Amerika shutdown ini terjadi akibat tidak diperolehnya kesepakatan anggaran operasional negara untuk setahun ke depan. Dilansir Reuters, Sabtu (20/1), pemerintah gagal mendapatkan 60 suara dari para senator untuk menunda penutupan layanan pemerintah hingga 16 Februari. Senator dari Partai Republik sudah mengumpulkan 51 suara, namun gagal melobi senator Partai Demokrat untuk mencapai 60 suara.
"Waktu Obama itu 14 hari (shutdown), indeks kita naik 4,7%. Jadi historically, kalau cuma 1 sampai 2 minggu saya percaya tidak ada dampaknya," ungkap Tito di Gedung iNews, Jakarta, Senin (22/1).
Meski demikian, Tito menyebutkan, hal ini sedikit banyak akan berdampak pada pergerakan rupiah terhadap dolar AS yang diprediksi menguat.
"Dampaknya di rupiah menguat. Kalau rupiah menguat, saham mahalan dikit," ungkapnya.
Pemerintah Amerika Serikat (AS) resmi menerapkan 'Government Shutdown' pada Sabtu (20/1) waktu setempat, setelah Senat AS gagal mencapai kesepakatan terkait dana operasional pemerintah. Hal ini menyebabkan beberapa sektor terhenti, kecuali sektor pelayanan yang bersifat vital.
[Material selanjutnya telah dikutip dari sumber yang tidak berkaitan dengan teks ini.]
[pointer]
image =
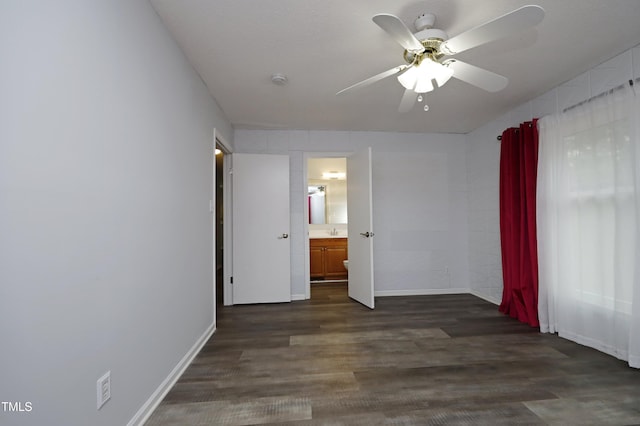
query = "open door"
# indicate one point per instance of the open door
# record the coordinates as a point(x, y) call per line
point(360, 219)
point(261, 248)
Direktur Utama Bursa Efek Indonesia (BEI) Tito Sulistio mengatakan, Amerika Shutdown tidak akan berdampak pada pasar saham Indonesia. Menurut Tito, hal tersebut bukan pertama kali terjadi. Sebelumnya pada 2013, Amerika juga mengalami fase serupa. Tito menuturkan, saat itu indeks atau bursa saham justru menguat.
“Shutdown” AS Berpotensi Mengatrol Bunga Utang RI | PT Rifan Financindo Berjangka
Kementerian Keuangan mencatat jumlah outstanding utang pemerintah hingga akhir Desember 2017 mencapai 3.938,7 triliun rupiah atau sekitar 29,2 persen terhadap PDB.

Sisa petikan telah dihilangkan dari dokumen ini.